Alle Frauen, die heute 41 Jahre und jünger sind, dürften demnach wieder mehr Kinder bekommen. Im Schnitt gehen die Wissenschaftler bei den heute etwa 35-Jährigen von etwa 1,6 Kindern aus. Mit ihren Zahlen korrigieren Goldstein und seine Kollegin Michaela Kreyenfeld die bisherigen Berechnungen deutlich nach oben: Die amtliche Statistik geht seit Jahren von etwa 1,4 Kindern aus.

"Das ist ein Schätzwert, der dadurch verzerrt wird, dass Frauen bei der Geburt immer älter sind", erklärt Demografin Kreyenfeld. Der Wert unterschätzt den Wissenschaftlern zufolge die Geburtenneigung einzelner Jahrgänge, da er nicht die endgültige Zahl der Kinder angebe. Er orientiert sich stattdessen an dem Geburtenverhalten aller Frauen zwischen 15 und 49 Jahren im jeweils betrachteten Jahr. Rechne man diese Verzerrung heraus, komme man auf eine höhere Geburtenrate.

"Geburtenrückgang gestoppt"

"Die Frauen von heute bekommen wieder mehr Kinder, aber später", sagt Kreyenfeld. Von einem Baby-Boom zu sprechen, hält sie dennoch für übertrieben. "Wir beobachten allerdings, dass der seit den 1960er Jahren registrierte Geburtenrückgang gestoppt und eine Trendwende abzusehen ist."

Ein anderes Bild zeichnen die Wissenschaftler bei den Frauen, die jetzt Anfang 40 sind: Bei ihnen setzt sich demnach erst einmal der Abwärtstrend der vergangenen Jahre fort. Für sie haben die Forscher einen Wert von 1,5 Kindern berechnet. Ein Unterschied von 0,1 Kindern pro Frau klingt zwar wie eine Kleinigkeit, doch Kreyenfeld zufolge macht er sich durchaus bemerkbar: "Das ist eine ganze Menge", sagt die Demografin. "Das rückt Deutschland von der Geburtenzahl im Europa-Vergleich auf eine andere Position."
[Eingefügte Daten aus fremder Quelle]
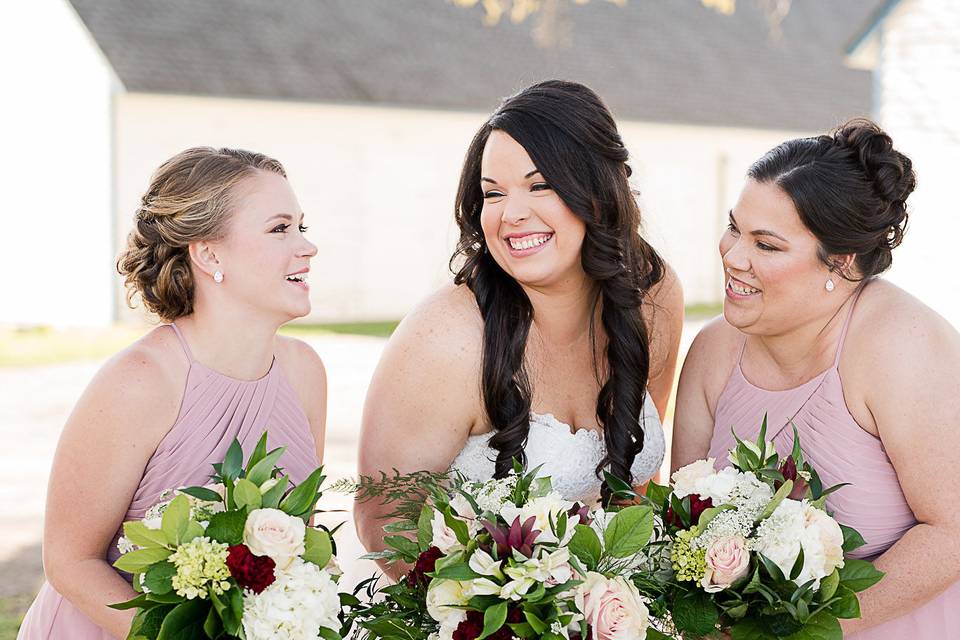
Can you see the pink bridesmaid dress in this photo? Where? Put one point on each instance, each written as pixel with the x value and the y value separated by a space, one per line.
pixel 215 410
pixel 841 451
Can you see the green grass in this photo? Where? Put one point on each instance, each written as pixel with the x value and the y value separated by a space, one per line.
pixel 12 610
pixel 382 329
Die Wissenschaftler bestimmten auf der Basis von Krankenhausdaten, wann Frauen in Deutschland ihre ersten, zweiten und weiteren Kinder bekamen. Die Statistiken zeigen: Im Osten und Westen Deutschlands ist der Trend ungebrochen, die erste Geburt des ersten Kindes immer weiter rauszuschieben. Im Durchschnitt stieg das Alter, in dem Frauen zum ersten Mal Mutter werden, seit 2001 um fast zweieinhalb Monate pro Jahr an. Beispiel: War eine Frau 2001 bei der Geburt ihres ersten Kindes in Ostdeutschland 26,1 Jahre alt, ist sie heute 1,4 Jahre älter. Ähnlich sieht es in Westdeutschland aus.

Ostdeutsche Frauen bekommen früher Kinder

"Das Geburtenverhalten in Ost und West unterscheidet sich trotzdem noch immer deutlich", sagt Kreyenfeld. In Ostdeutschland bekommen Frauen immer noch früher ihr erstes Kind. 2008 waren sie im Schnitt 27,5 Jahre alt - und damit ein gutes Jahr jünger als ihre Geschlechtsgenossinnen in Westdeutschland.
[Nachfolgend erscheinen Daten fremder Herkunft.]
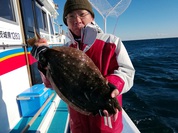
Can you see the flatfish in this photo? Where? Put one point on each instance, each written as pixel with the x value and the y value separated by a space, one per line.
pixel 78 81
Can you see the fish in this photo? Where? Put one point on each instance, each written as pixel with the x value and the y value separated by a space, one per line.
pixel 78 81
Doch Kreyenfeld betont, dass es sich auch bei den korrigierten Geburtenraten nur um Schätzwerte handelt. Die Vorausberechnungen seien noch mit einigen Unsicherheiten behaftet. "Wie viele Kinder die Frauen tatsächlich bekommen, die heute Mitte dreißig sind, lässt sich natürlich erst im Rückblick sagen", sagt sie. Um den vorhergesagten Trend zu unterfüttern, ermittelten die Forscher allerdings für die älteren Frauen die tatsächliche Kinderanzahl. Dabei halfen die Daten von Meldebehörden.
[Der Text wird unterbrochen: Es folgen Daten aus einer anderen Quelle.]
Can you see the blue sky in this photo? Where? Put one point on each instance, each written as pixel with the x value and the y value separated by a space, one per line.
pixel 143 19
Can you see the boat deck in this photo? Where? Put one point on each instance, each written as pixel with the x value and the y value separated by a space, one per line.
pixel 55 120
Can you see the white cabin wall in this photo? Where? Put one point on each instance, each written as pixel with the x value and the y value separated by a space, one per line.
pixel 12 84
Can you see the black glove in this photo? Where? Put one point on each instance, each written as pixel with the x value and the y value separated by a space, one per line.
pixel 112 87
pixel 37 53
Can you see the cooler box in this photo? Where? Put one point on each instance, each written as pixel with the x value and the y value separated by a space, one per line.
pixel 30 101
Doch was ist der Grund für den Einstellungswandel bei der jüngeren Generation? Die Wissenschaftler können da nur Vermutungen anstellen. Die demographische Wende könnte Goldstein und Kreyenfeld zufolge mit Änderungen in der Familienpolitik - wie dem Ausbau der Kitas und dem Elterngeld - zusammenhängen. Immerhin profitiere genau die Generation, die sich nun wieder vermehrt für Kinder entscheidet, als erste von der finanziellen Unterstützung und dem Ausbau der Kinderbetreuung. Allerdings passe der Wandel auch zum internationalen Trend, wie die Forscher einräumen. Auch in anderen europäischen Ländern bekommen jüngere Frauen wieder mehr Kinder.

Und selbst wenn der Anstieg gut klingt: Mehr als ein hoffnungsvolles Zeichen ist er wohl nicht. "Im internationalen Vergleich ist Deutschland immer noch eines der Länder mit der höchsten Kinderlosigkeit", sagt Kreyenfeld.